Despite being awake and online at the right time, I never even saw the form. I’m not upset or tremendously disappointed, but this experience started me thinking about the process of distribution. This is the fourth or fifth time I’ve participated in an online offer in the last year, and they always leave me with the sense that they’re not fair. In this situation I think fair means that every person who is eligible to receive a ticket and wants one has an equal chance to receive one. 1

The issue is that this system relies on first-come, first-served rationing (FCFS) for a scarse resource. FCFS is pretty well understood in the physical world. We know that people can only be in one place at a time: each person gets a single spot in line. Whoever shows up first, or camps out overnight, will get to see the movie first. Incidentally, these practices are exactly why organizers want to move to an online system. Real-world FCFS means large, unwieldy crowds and groups of students who set up tents on campus.

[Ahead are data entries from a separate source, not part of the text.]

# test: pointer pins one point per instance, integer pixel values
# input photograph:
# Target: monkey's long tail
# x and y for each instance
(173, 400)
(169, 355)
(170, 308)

An online version of first-come, first-served solves these problems: when people vie for a resource online (on the Internet, or calling by phone), they don’t form massive crowds outside your door or camp on your porch. Without the restrictions of the physical world, however, FCFS is different online. I can get 10 places in line just by loading a page in my browser 10 times. If I am handy with programming, I might be able to get hundreds of places in line by writing a script to connect on my behalf. If I have a slow Internet connection, or I’m positioned at a certain point on the network, I might never be able to get in line because the server is too busy. In short, online FCFS has a chance at being fair only if your servers can handle the load and you can prevent people from taking multiple places in line.

A natural next question might be how you can prepare your servers for the demand created by an event like this. People who know a lot more than I do about IT might suggest things like caching, replicated servers, faster machines, and more memory. But this misses the real problem: online FCFS is not a good approximation of fair.

A better alternative is an online lottery. Instead of awarding tickets based on whoever arrives first, you provide a window during which anybody can obtain a lottery number. Then you randomly select people using a computer and give them tickets. This system solves the same problems that online FCFS does: there are no large crowds and no camping out. It also solves some of the problems with FCFS. Since you can get a lottery number at any time during the window, network traffic will be spread out across this time. And since awards are based on random chance,2 a lottery is more fair because every ticket holder has an equal chance.

Of course, there are some similar problems. If the window to get a lottery ticket isn’t large enough everyone who wants a ticket won’t have a chance to get one—not fair. Also, the problem of multiple people in line is now replaced with the problem of multiple lottery tickets. People will find ways to get multiple lottery tickets, increasing their odds of being selected. But I don’t think that ballot stuffing is a much greater problem than having multiple spots in line. With a lottery system you can deal with ballot stuffing on your own time instead of in real time.

In the controlled circumstances of the Clinton ticket giveaway, stuffing is nearly impossible. Each student has a unique student ID number which can be checked to ensure that each person gets only one lottery number. And since each student can only obtain a single ticket for this event for personal use (confirmed with photo ID when claiming the ticket), people cannot use their friends to get extra lottery numbers.

The only downside to a lottery is that it requires more work. With online FCFS you can just tell people to come, watch your server buckle under the load, and eventually give away all the tickets. Online FCFS is also fine if you’re not interested in fair. I don’t mean this in a pejorative sense. If you’re selling concert tickets, you get paid no matter who buys them; there’s no obvious incentive for fair distribution.3

Given the detailed instructions for distributing tickets, it seems like Berkeley does want to be fair about the process. Next time, I suggest they consider a lottery.


1 Of course there are other definitions for fair. If you understand fair in a different sense (like “following an defined process for distribution”) then this system may well be fair. I am using fair as equitable because I think that is a popular understanding of fair.

2 Computers only generate pseudorandom numbers, but these are random enough for our needs.

3 There might be external repercussions for distribution using a process that isn’t perceived as fair. The New Yorker ran an article last summer, “The Price of the Ticket” addressing this issue as it applies to Ticketmaster and fishy practices selling tickets.